Current staff provided their gender based on categorizations that have since evolved. MDRC is updating its information collection efforts to reflect the gender identity spectrum.
Efforts to Strengthen Diversity, Equity, and Inclusion
We know that building a more diverse, equitable, and inclusive organization requires intentional efforts on the part of management as well as every staff member, and we have taken a number of steps toward achieving this goal. Below are a few noteworthy investments that MDRC has made to foster diversity, equity, and inclusion within the organization. (For more information, read MDRC’s Focus on Diversity, Equity, and Inclusion: From Commitment to Action.)

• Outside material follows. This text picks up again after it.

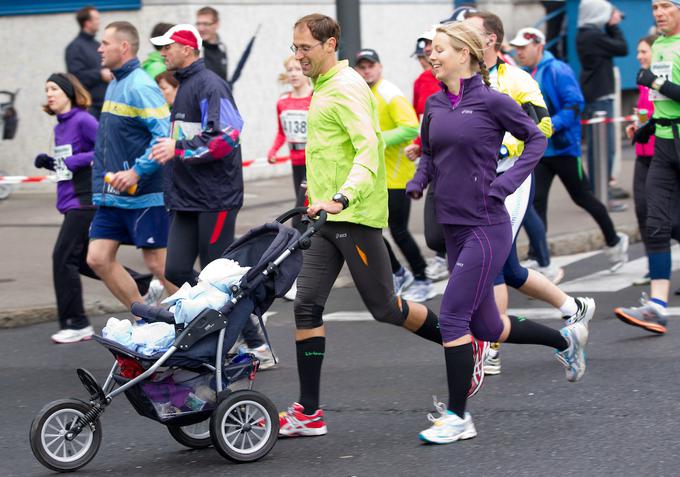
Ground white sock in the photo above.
[560,296,578,316]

- The Justice, Equity, Diversity, and Inclusion Advocacy Council: MDRC’s Justice, Equity, Diversity, and Inclusion Advocacy Council (JEDI AC) was created in 1998 to raise awareness about, advocate for, and celebrate diversity at MDRC and to advocate for equity in the workplace. JEDI AC members serve for two-year terms and represent all departments and seniority levels. Standing committees on the JEDI AC include the Events and Communications Committee, the Research Committee, and the Recruitment, Hiring, and Retention Committee. The JEDI AC organizes events, trainings, facilitated conversations, and written communications about diversity, equity, cultural competency, and social justice, and it launches initiatives across departments within the organization to promote diversity, equity, and inclusion throughout all areas of MDRC’s work.

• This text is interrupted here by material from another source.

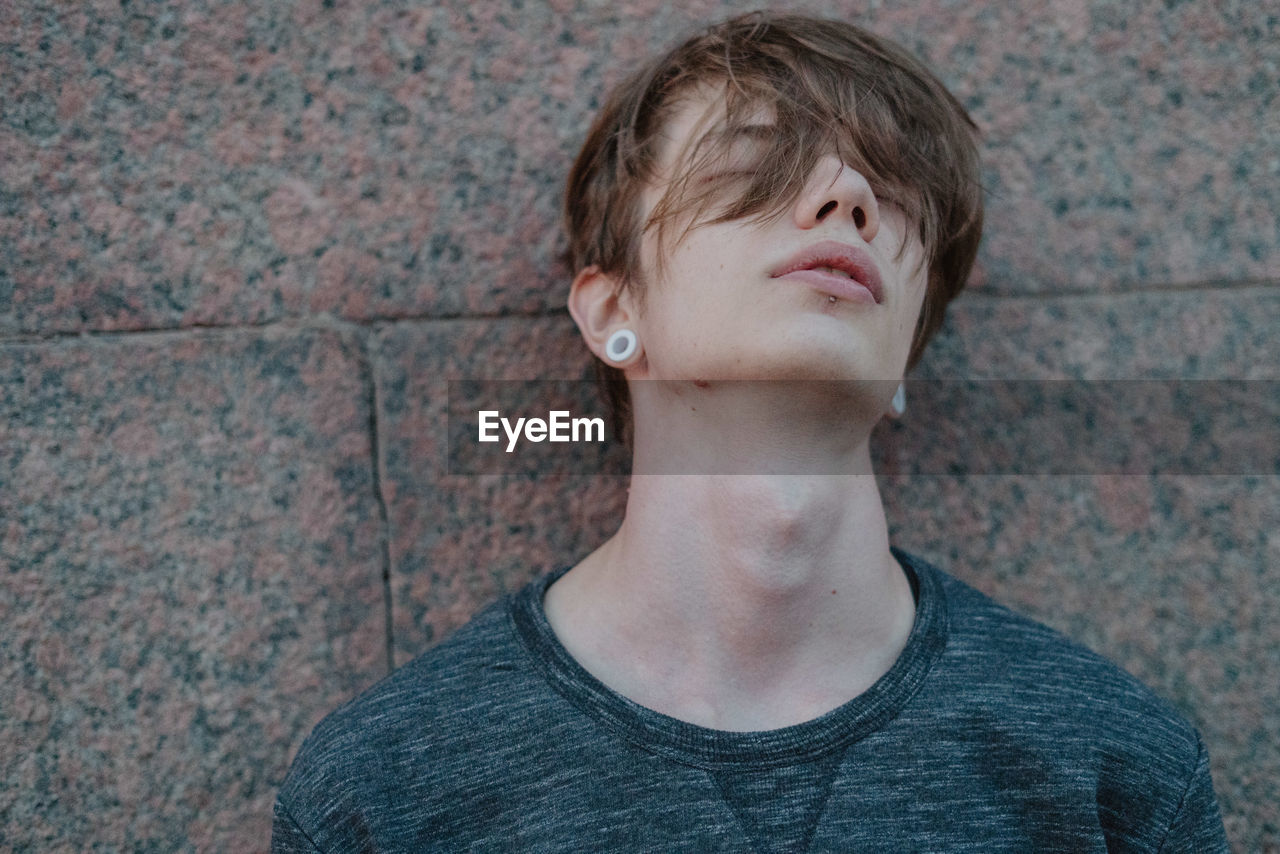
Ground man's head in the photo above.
[566,13,982,445]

- The Mentoring Program: This company-wide program promotes valuable mentoring partnerships within and across all departments, policy areas, and locations at MDRC. The goal of MDRC’s Mentoring Program is to enhance the professional development of staff by improving their understanding of MDRC’s mission and organizational culture, increasing their access to advice about career growth, promoting inclusion, and diminishing feelings of isolation. The Mentoring Program serves an important role in fostering a sense of community across MDRC. More than 100 staff members participated in the Mentoring Program in 2019 as either mentors or mentees.
- The Judith Gueron Scholars Program: Through our Judith Gueron Scholars Program, MDRC is actively developing a diverse recruitment pipeline by raising the profile of MDRC and the work we do among underrepresented communities and institutions. Specifically, the Gueron Scholars Program offers paid internships for undergraduate and master’s-level students, as well as doctoral fellowships (with stipends) for students engaged in dissertation research. The program is designed to introduce students to the organization, with a focus on those who may not be aware of the policy research field in general or MDRC’s work in particular. All interns and fellows participate in the intellectual life of MDRC by attending seminars and project meetings. Doctoral fellows receive the advice and support of MDRC’s staff in completing their dissertations.
Crystal Byndloss, a Senior Research Associate, serves as MDRC’s Director for Outreach, Diversity, and Inclusion. As a member of MDRC’s Executive Team, Byndloss works collaboratively with MDRC’s Human Resources Department, the Justice, Equity, Diversity, and Inclusion Advocacy Council, and senior management at MDRC to develop strategies and tactics for further promoting diversity, equity, and inclusion across the organization.
In addition to serving on MDRC’s Executive Team, John Martinez, MDRC’s Director of Program Development, is the President-Elect of the Association for Public Policy Analysis and Management (APPAM), where he is working closely with member institutions, particularly academic institutions, to develop strategies to address the pipeline issue in public policy programs and careers.
Diversity, equity, and inclusion have been integral values at MDRC since our inception, both in our research and in the management of our organization. To continue to prioritize these values and associated activities, a Diversity, Equity, and Inclusion Strategic Group — composed of members of MDRC’s senior management — provides oversight for our diversity, equity, and inclusion efforts.
We are dedicating much time and effort to strengthen diversity, equity, and inclusion at our organization. We will periodically update this page with our activities and progress.